How do you multiculti friends respond? Do they get angry at being flummoxed by you?
To: justshutupandtakeit
Those chosen to be sacrificed generally believed it to be a high honor as well at least with the Mayas.
Actually, weren't they drugged so they couldn't protest?
To: chesley
sacrifices tend to take place in societies that worship goddesses?
Interesting.
To: freedomdefender
I think waht Mel is doing is exposing this culture to the light of day. And it doesn't look good. I expect to see him do the same with other cultures that have been PC'd into nice guys when in fact, they were awful people.
That is my take on it. This is a destruction of PC.
To: Antoninus
I have seen The Patriot, Braveheart, and all of the Lethal Weapon movies, as well as all of the Mad Max movies.
I never got around to seeing The Passion because my husband didn't want to go, and now I am pretty sure I am glad I missed it.
My decision has NOTHING to do with Gibson's political opinions, but rather the feeling that he is sinking deeper into mental illness, and I don't care to support it.
96
posted on
12/06/2006 10:51:57 AM PST
by
Miss Marple
(Lord, thank you for Mozart Lover's son's safe return, and look after Jemian's son, please!)
To: hosepipe
LoL... liberals have no shame... (Eddie Murphy laugh)...
True, but this is an example of liberals having no sense.
To: Miss Marple
My decision has NOTHING to do with Gibson's political opinions, but rather the feeling that he is sinking deeper into mental illness, and I don't care to support it.

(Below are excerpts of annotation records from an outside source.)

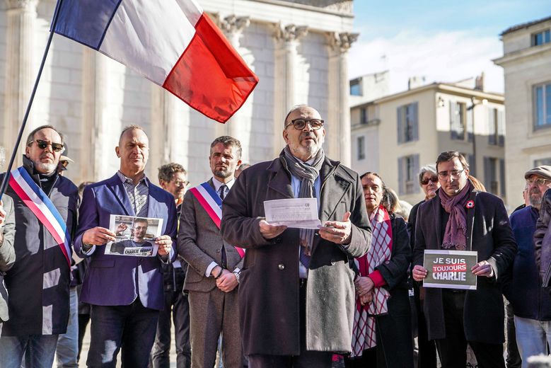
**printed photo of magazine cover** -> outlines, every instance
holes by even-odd
[[[112,214],[109,229],[117,241],[105,245],[105,254],[129,257],[155,257],[158,246],[153,242],[161,236],[163,219]]]

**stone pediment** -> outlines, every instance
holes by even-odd
[[[289,3],[300,4],[323,8],[340,13],[352,13],[352,0],[283,0]]]

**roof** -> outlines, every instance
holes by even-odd
[[[506,35],[507,33],[515,32],[516,30],[521,30],[523,28],[528,28],[528,27],[534,25],[535,24],[543,23],[547,21],[551,21],[551,16],[543,18],[542,19],[538,19],[538,21],[532,21],[531,22],[526,22],[516,25],[513,25],[512,27],[509,27],[506,30],[501,32],[501,33],[499,35],[502,36],[504,35]]]

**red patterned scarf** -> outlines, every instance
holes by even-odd
[[[369,276],[377,266],[390,259],[392,254],[392,224],[388,212],[379,206],[371,222],[373,229],[371,247],[366,255],[354,260],[361,277]],[[375,287],[371,303],[362,306],[359,298],[356,299],[352,357],[361,356],[364,350],[377,345],[374,316],[388,312],[386,301],[390,296],[388,290],[384,287]]]

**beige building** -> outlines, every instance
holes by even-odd
[[[477,89],[473,79],[434,83],[353,106],[352,168],[376,171],[414,204],[424,198],[419,168],[441,151],[459,151],[471,173],[504,200],[504,97],[482,91],[482,79]]]
[[[219,124],[103,54],[56,35],[27,132],[52,124],[66,134],[74,161],[66,175],[77,183],[113,175],[121,129],[138,124],[149,134],[149,177],[156,181],[157,168],[175,161],[198,184],[211,175],[209,150],[218,136],[239,139],[246,162],[278,155],[285,115],[299,103],[320,110],[327,122],[325,151],[349,165],[347,55],[358,35],[352,33],[352,0],[197,1],[260,78],[247,102],[227,124]],[[0,151],[8,158],[55,5],[0,1]]]
[[[494,62],[505,74],[506,190],[521,201],[523,173],[551,165],[551,17],[501,33],[503,57]]]

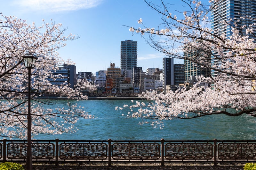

Well, to be honest, that's a pretty rash statement to make considering you admit you haven't even seen his last two movies.
That said, alcohol addiction is a mental illness. And the man is doubtlessly "crazy" on some level over and above that. But then again, so were a lot of artistic geniuses...
98
posted on
12/06/2006 10:56:11 AM PST
by
Antoninus
(When your party's platform is "Vote for US because THEY will be worse," prepare to lose.)
To: TexanToTheCore
I will add that the contrast between the sacifice of humans to the Mayan gods stands in stark contrast to the sacrife of Jesus, the Son of God.
I think Mel is building a case for Jesus. A really good case.
To: Bushwacker777
This PC crap drives me crazy! I know the evidence you are talkign about - that some central and southwest American people were engaged in cannibalism. Now, we have to deny that massive human sacrifice never occurred? Thats contrary to all fact. Part of my ancestry derives from Picts and Celts? Am I to allowed to deny the facts that they practiced human sacrifice?